Ecrit par Philippe Leuckx 14.06.19 dans La Une Livres, Cette semaine, Les Livres, Critiques, Biographie, Italie, Récits, Le Tripode

Carnets, janvier 2019, trad. italien Nathalie Castagné, 480 pages, 25 €

Ecrivain(s): Goliarda Sapienza Edition: Le Tripode

Carnets, Goliarda Sapienza (par Philippe Leuckx)

 

Tenir registre de sa vie, écrire son journal, voilà une entreprise que bien des auteurs ont tentée et peu réussie. Aux ouvrages célèbres (Journal littéraire de Paul Léautaud, celui monumental de Julien Green…), il faudra ajouter désormais les fameux Carnets de Goliarda Sapienza (1924-1996), dans lesquels la mémorialiste aiguë relate sa vie au-delà des sept années d’écriture de L’Art de la joie, pour une longue période âpre, presque sans argent (1976-1993). La très belle édition du Tripode (Paris), en hautes pages aérées, est un modèle du genre.

La sélection des milliers de pages par le compagnon de Goliarda, Angelo Pellegrino, donne lieu à de réelles plongées dans ces années-là, dans une Rome criblée de violences (Brigades Rouges…), dans l’atmosphère des voyages qui éclairent la conscience communiste de Goliarda, qui dessille enfin les yeux sur les atrocités des systèmes (Russie, Chine).

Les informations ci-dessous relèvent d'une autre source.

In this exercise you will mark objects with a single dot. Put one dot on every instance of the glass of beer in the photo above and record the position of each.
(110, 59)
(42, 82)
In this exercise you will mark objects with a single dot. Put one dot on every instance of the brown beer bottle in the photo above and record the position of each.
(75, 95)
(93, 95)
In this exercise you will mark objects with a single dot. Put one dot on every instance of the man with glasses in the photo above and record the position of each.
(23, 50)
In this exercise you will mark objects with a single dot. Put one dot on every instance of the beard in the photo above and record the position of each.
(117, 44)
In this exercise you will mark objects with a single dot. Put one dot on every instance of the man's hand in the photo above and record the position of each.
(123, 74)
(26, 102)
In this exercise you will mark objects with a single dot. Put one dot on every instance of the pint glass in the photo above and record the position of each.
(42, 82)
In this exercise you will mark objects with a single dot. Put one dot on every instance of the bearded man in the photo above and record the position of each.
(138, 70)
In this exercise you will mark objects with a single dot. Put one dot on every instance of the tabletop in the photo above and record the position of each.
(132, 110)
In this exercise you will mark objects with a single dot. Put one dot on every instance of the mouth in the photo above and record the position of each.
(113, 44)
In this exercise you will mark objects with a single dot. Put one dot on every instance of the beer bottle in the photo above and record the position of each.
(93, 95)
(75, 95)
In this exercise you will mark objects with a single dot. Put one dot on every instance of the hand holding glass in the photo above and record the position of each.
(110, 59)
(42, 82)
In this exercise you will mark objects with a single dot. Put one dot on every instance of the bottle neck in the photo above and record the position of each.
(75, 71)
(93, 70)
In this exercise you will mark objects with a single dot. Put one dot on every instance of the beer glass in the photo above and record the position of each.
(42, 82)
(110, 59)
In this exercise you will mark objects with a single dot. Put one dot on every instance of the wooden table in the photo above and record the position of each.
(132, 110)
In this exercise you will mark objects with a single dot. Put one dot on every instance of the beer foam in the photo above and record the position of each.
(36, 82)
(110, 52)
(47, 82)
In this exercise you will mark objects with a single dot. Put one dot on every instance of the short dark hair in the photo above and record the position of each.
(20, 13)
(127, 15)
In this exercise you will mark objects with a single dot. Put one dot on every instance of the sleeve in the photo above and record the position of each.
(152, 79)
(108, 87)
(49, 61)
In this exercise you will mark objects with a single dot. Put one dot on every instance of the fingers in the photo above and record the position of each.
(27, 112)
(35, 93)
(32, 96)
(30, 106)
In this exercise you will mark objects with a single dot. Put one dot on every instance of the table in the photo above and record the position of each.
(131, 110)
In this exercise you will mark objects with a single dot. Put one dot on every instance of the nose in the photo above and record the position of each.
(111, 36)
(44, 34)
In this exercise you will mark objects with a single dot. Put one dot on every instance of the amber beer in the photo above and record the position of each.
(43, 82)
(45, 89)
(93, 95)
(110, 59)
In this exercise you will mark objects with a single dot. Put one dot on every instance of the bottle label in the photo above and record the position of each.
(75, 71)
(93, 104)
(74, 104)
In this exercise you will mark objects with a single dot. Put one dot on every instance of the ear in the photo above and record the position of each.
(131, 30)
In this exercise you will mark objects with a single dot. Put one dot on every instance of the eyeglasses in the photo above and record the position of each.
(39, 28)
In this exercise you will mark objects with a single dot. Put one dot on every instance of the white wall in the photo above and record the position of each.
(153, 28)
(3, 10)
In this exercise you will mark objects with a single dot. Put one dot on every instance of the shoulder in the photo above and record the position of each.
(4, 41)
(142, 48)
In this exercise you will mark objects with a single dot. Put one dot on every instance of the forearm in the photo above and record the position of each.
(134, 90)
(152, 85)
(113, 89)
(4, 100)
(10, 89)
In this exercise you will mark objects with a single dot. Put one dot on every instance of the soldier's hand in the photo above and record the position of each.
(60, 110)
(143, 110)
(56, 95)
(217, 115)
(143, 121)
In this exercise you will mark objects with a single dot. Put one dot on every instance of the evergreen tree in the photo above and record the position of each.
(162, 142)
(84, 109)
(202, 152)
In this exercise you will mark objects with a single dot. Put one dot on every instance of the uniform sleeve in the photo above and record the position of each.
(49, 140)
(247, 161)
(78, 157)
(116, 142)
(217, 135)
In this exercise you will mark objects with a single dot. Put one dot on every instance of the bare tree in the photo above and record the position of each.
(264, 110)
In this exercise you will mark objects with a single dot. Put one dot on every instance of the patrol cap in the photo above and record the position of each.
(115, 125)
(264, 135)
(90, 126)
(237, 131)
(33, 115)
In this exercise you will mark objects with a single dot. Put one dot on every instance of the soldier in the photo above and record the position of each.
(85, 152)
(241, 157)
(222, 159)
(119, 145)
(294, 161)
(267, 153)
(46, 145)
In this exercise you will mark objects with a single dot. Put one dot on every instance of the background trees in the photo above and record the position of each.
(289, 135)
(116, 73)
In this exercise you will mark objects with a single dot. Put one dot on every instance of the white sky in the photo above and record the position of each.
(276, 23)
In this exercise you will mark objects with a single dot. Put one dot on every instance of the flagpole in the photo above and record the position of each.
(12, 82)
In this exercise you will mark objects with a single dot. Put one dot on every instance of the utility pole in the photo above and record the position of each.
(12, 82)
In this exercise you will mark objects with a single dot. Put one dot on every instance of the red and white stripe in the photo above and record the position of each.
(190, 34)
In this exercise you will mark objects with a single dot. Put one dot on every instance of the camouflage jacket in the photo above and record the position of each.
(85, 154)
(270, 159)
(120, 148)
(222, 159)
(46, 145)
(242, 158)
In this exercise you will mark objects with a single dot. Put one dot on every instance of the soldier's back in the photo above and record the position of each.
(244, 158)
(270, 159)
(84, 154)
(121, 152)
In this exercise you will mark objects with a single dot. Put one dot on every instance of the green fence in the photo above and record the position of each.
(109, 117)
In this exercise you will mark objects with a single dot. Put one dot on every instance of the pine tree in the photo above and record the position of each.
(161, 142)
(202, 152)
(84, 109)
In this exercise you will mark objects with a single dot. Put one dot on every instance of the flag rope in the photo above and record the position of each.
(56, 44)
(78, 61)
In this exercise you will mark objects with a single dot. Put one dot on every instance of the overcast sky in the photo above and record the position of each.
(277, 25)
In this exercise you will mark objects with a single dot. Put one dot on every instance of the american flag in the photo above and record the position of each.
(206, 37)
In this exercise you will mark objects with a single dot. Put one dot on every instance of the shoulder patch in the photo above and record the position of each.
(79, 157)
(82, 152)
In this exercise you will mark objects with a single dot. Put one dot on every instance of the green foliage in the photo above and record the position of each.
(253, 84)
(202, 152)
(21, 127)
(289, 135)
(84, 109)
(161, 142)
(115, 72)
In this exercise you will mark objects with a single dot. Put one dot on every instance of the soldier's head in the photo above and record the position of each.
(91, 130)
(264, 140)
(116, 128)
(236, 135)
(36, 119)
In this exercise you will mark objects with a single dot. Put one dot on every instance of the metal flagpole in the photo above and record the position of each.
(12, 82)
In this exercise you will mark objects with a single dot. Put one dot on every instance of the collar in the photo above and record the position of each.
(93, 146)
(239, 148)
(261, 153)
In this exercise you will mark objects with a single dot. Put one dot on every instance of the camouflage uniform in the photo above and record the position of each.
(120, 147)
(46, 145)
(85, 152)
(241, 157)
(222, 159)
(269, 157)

La plume n’épargne personne et d’abord elle-même, à qui elle réserve une grande part de sa sévérité foncière : elle se sent vidée (par l’écriture épuisante de ce livre qu’elle n’arrive pas à placer chez les éditeurs), alors qu’il faudrait remparer de tous côtés. L’absence d’Angelo (ne fût-ce que pour de petits voyages de travail) l’abat.

On sent à la lire une conscience sans cesse titillée par la lucidité et la justesse : on écrit, selon elle, pour témoigner (elle note « les bruits de la pauvreté »), dire la mort proche (leucémie de Véra), et souligner aussi les qualités de ses refuges (Gaeta).

Comment ne pas s’angoisser pour le destin d’un travail auquel on a consacré sept années de son existence ? (p.100).

L’épisode de l’enfermement à Rebibbia – pour un vol chez une connaissance – reste une blessure âpre, une trace infamante.

Sensible à tous les miasmes qui défigurent la société et son réel, Goliarda énumère, enregistre, décrit et décode nombre d’événements.

Elle déplore l’extrême pauvreté de Naples ; le nombre de morts (en Sicile : la mort est dite la Certa) proches la hante ; le retour au théâtre (dans des petites salles désertes) la plonge dans la déprime. Le journal dépiaute le réel.

Sapienza a l’art de relater et d’en faire un usage collectif : chacune, chacun peut se reconnaître, en dépit du caractère individualisé des expériences.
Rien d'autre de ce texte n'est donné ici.